Die Vertreter des politischen Kabaretts von HG Butzko oder Frank Lüdecke wie auch Django Asül bis hin zu den Altmeistern Arnulf Rating und Thomas Freitag haben gezeigt, dass der politische Diskurs auf der kleinen Bühne heute aufschlussreich und fesselnd ist. Und auch spannend, weil ja Kabarett immer auch eine Art ist, sich zwischen die Stühle zu setzen. Dabei auch nicht unbedingt recht zu haben, sondern etwas anderen zu denken zu geben. Denn eine Haltung ist eben nie ganz fertig, also immer auf dem Weg.

Seit nun im vergangenen Jahr Frank Berger die Geschäfte der Lachmesse übernommen hat, ist allgemein ein Wille zur Erneuerung des Leipziger Kleinkunstfestivals zu spüren.
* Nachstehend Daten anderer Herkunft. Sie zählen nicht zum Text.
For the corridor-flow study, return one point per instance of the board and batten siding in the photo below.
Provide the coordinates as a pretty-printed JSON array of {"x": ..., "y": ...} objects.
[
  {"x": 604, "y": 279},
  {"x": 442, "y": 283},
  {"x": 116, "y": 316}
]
Das ist auch verständlich, weil auf der Bühne ein Generationswechsel klar zu beobachten ist.

Arnulf Rating

Rating wie auch Freitag stehen mittlerweile als die Senioren auf der Bühne und die darauf folgende Genration, beispielsweise vertreten durch Lisa Fitz, Frank Lüdecke oder HG Butzo, steht im Mittelpunkt. Der neue Lachmesse-Chef will aber noch mehr. Er will das Festival weiter verjüngen. Mit neuen Formen. Besonders mit Poetry und Studententheater will er jugendlichen Wind auf die Bühnen und in die Sitzreihen bringen. Beim Studentenkabarett besteht jedoch die Gefahr, sich am Ende mehr semiprofessionelles Spiel als neue Spielideen ins Programm zu holen. Poetry-Szene kann wirklich eine Bereicherung für das Leipziger Festival sein. Nur das ist noch lange kein Kabarettspiel. Das ist Ergänzung und kein Ersatz.

Fest steht in jedem Falle, dass die Kleinkunst gerade einen Wandel durchmacht. Das nicht nur durch das deutlich veränderte politische Klima, sondern auch durch das stark veränderte Medienverhalten in der nachgewachsenen Generation. Vielleicht ist es ganz gut, dass genau in diesem Moment das renommierte Festival in jüngere Hände gelegt worden ist. Zwischen den Moden und dem Neuen ist allerdings ein Unterschied. Die Lachmesse in Leipzig zu erneuern braucht also weniger ungestümen Mut als Klugheit und wie in der Kunst allgemein, Demut.